10 Aug 2019

An Incredible First Day at Wrangel Island

Wrangel Island: Across the Top of the World

For our first morning at Wrangel Island we set out on a walk across the dwarfed meadow of tundra splashed with reds, yellows and whites from the many seed-heads, flowers and fungi and accompanied by beautiful birdsong from small groups of Snow Buntings flitting around us. At our feet a Collared Lemming scurried through the vegetation like a tiny clockwork toy, while an Arctic Fox trotted by on the look-out for lunch, only to be dive bombed by a Long-tailed Skua, trying to make sure its chicks didn't become that meal. Several times, evocative calls from above drew our eyes skyward to formations of Snow Geese, part of the million or so that migrate to Wrangle Island each summer to breed. The remote island was certainly living up to its reputation as one of the most ecologically diverse places in the entire Arctic.

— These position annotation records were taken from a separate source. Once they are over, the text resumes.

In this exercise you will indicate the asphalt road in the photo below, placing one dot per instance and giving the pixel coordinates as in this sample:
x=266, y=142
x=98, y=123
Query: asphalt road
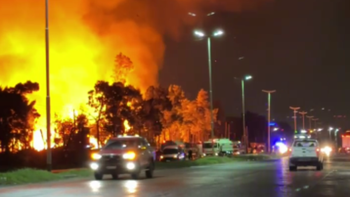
x=242, y=179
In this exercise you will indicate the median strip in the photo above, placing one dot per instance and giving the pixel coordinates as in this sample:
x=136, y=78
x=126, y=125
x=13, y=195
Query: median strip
x=28, y=175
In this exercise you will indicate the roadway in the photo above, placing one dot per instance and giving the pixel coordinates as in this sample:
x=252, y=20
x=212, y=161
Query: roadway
x=242, y=179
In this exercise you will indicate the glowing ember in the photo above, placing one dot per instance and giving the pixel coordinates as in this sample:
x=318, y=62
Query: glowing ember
x=126, y=126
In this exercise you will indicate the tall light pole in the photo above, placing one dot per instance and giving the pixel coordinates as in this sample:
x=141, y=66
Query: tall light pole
x=245, y=133
x=201, y=34
x=48, y=105
x=269, y=92
x=315, y=122
x=303, y=113
x=310, y=119
x=295, y=110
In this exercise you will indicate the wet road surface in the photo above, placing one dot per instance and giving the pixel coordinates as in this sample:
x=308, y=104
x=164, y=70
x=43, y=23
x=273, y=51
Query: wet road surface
x=242, y=179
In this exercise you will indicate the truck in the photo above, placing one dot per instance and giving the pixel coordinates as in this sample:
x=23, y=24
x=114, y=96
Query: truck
x=221, y=146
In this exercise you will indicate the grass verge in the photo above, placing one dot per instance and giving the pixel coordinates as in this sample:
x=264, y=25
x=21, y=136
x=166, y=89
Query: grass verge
x=28, y=175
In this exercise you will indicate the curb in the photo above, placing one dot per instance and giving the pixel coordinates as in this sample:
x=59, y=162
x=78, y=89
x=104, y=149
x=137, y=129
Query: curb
x=66, y=170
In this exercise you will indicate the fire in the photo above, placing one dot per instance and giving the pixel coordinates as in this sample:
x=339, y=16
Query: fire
x=126, y=126
x=83, y=48
x=38, y=141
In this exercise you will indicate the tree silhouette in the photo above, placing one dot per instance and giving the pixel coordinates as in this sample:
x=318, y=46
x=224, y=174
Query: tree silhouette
x=17, y=116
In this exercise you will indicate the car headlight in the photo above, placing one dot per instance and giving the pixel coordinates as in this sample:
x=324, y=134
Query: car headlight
x=129, y=155
x=96, y=156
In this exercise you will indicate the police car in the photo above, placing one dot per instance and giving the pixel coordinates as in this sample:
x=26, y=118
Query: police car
x=305, y=152
x=124, y=155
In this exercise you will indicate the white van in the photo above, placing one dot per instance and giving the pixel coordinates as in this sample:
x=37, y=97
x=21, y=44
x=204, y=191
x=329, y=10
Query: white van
x=221, y=146
x=305, y=152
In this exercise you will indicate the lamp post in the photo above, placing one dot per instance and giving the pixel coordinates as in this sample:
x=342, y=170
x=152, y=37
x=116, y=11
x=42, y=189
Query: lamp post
x=201, y=34
x=295, y=110
x=48, y=105
x=330, y=129
x=245, y=133
x=303, y=113
x=310, y=119
x=269, y=92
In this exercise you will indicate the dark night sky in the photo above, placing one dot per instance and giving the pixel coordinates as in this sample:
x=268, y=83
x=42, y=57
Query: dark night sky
x=298, y=47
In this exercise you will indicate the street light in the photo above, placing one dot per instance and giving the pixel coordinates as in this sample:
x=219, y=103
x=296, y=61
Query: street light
x=202, y=34
x=295, y=110
x=269, y=92
x=48, y=105
x=310, y=118
x=330, y=129
x=243, y=79
x=303, y=113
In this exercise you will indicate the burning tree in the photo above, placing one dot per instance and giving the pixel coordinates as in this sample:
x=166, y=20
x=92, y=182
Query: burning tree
x=123, y=66
x=114, y=103
x=188, y=120
x=17, y=116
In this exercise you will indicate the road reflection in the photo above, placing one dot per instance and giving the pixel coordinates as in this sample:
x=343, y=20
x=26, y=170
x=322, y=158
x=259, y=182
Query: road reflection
x=95, y=186
x=131, y=186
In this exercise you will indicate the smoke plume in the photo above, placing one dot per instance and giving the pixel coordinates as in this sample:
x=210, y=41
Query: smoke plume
x=85, y=37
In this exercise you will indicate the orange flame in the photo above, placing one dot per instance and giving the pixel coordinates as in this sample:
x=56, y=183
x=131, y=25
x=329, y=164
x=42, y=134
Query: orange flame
x=82, y=51
x=126, y=126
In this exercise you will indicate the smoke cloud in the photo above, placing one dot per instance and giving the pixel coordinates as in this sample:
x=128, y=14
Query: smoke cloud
x=85, y=37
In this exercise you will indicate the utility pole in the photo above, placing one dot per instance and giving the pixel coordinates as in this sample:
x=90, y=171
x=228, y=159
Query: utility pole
x=303, y=113
x=310, y=119
x=269, y=92
x=315, y=122
x=295, y=110
x=48, y=103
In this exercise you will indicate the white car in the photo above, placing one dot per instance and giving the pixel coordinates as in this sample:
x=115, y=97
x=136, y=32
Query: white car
x=305, y=152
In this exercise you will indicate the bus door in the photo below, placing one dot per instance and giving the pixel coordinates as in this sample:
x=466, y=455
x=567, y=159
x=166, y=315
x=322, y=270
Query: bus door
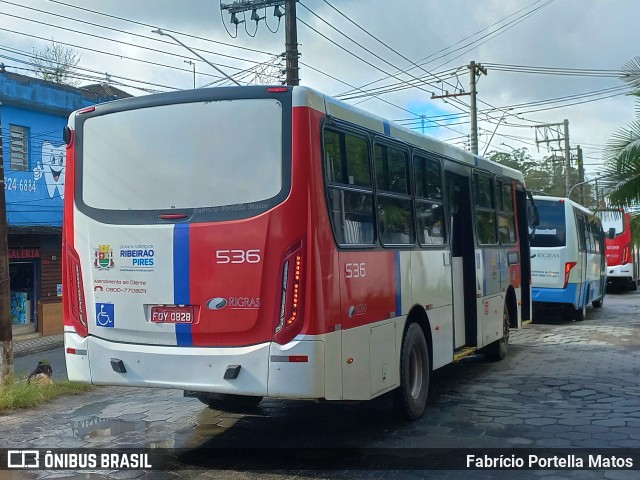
x=463, y=269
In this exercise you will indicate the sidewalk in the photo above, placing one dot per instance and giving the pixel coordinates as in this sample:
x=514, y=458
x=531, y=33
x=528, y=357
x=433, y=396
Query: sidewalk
x=28, y=343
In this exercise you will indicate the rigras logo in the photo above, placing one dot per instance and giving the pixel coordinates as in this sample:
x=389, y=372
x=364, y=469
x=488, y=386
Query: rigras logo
x=216, y=303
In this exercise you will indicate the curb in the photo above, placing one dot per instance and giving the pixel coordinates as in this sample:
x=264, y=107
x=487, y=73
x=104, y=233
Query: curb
x=21, y=352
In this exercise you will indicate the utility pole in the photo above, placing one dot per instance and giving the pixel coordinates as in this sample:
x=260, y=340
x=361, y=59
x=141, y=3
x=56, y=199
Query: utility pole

We walked a ridge line, with fine views on one side along the coast, on the other to the low mountains inland. As we approached a herd of Musk Oxen, one of the adult females walked passed only 50 metres away, allowing us a great view and detailed photos of one of these shaggy, prehistoric-looking creatures.

During our walk we were relieved that the eight Polar Bears we'd earlier spotted from the ship kept their distance, allowing us to roam freely over the tundra, with the rangers from the island. Later in the day we were rewarded with closer encounters. Our afternoon Zodiac cruise took us to see three large Polar Bears resting on the pebble beach at Cape Blossom, with the bonus of Gray Whales surfacing all around us.

However, our best Polar Bear experience was in the evening when we encountered pack ice with bears, including a female and two cubs. We drifted with the family as they travelled over the ice, leaping or swimming from floe to floe, the cubs closely following their mother's actions while a low sun provided beautiful light for photography.

For about an hour the bears ignored us, behaving entirely naturally. Then, suddenly, they became intensely curious and walked right up to the ship. They raised their eyes and looked straight up at us, just a few metres away. Our minds buzzed with the thrill of such a close encounter with a family of wild Polar Bears. Ten minutes later, curiosity satisfied, they ambled off across the jumbled ice. At that moment the sun hit the horizon and, with a final blaze of glory, sunk into an icy, orange sea.